B. Suppose Mr B’ has contributed ₹1.5 lakh towards PPF, EPF, LIC premium, NSC, ULIP, and another ₹1,00,000 towards NPS. In this case also, he can use only up to ₹2 lakh as deduction i.e., ₹1.5 lakh under 80C and ₹50,000 under 80CCD (1B).
“Every saving instrument has a slew of purposes for which depositors make investment in them. And NPS is no different. But when you stand to receive an extra tax saving, you get an incentive to choose this over the others,” says Deepak Aggarwal, a Delhi-based chartered accountant and financial advisor.
Details about NPS’ compulsory account i.e., Tier 1
Particulars | Details |
Tax exemption | Up to ₹2 lakh per annum |
Minimum contribution | ₹500 |
Minimum contribution | No limit |
It is imperative that tax payers make this contribution before the year comes to an end on March 31 to avail exemption for the assessment year 2022-23. Along with other tax saving schemes, be it PPF or EPF or national saving certificates (NSC); contribution to national pension system (NPS) should also be made before the year comes to a close.

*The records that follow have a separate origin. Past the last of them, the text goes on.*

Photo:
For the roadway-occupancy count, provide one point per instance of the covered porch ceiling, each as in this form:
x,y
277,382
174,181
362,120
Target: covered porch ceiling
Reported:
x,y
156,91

Meanwhile, EPFO recently slashed the interest rates for 2021-22 from the current 8.5 per cent to 8.1 per cent for 2021-22, the lowest since 1977-78 when it was 8 per cent.
Prior to that in March 2020, EPFO lowered the rate to a seven-year low of 8.5 per cent for 2019-20, from the then prevailing rate of 8.65 per cent in 2018-19. That time, it was the lowest interest rate since 2012-13.
Many investors are still complacent that the interest rates are still higher than that offered by bank FDs. However, those who bank upon Voluntary Provident Fund (VPF) feel disillusioned with this rate fall. The returns on VPF contributions are the same as the employer’s and employee’s contributions to an EPF.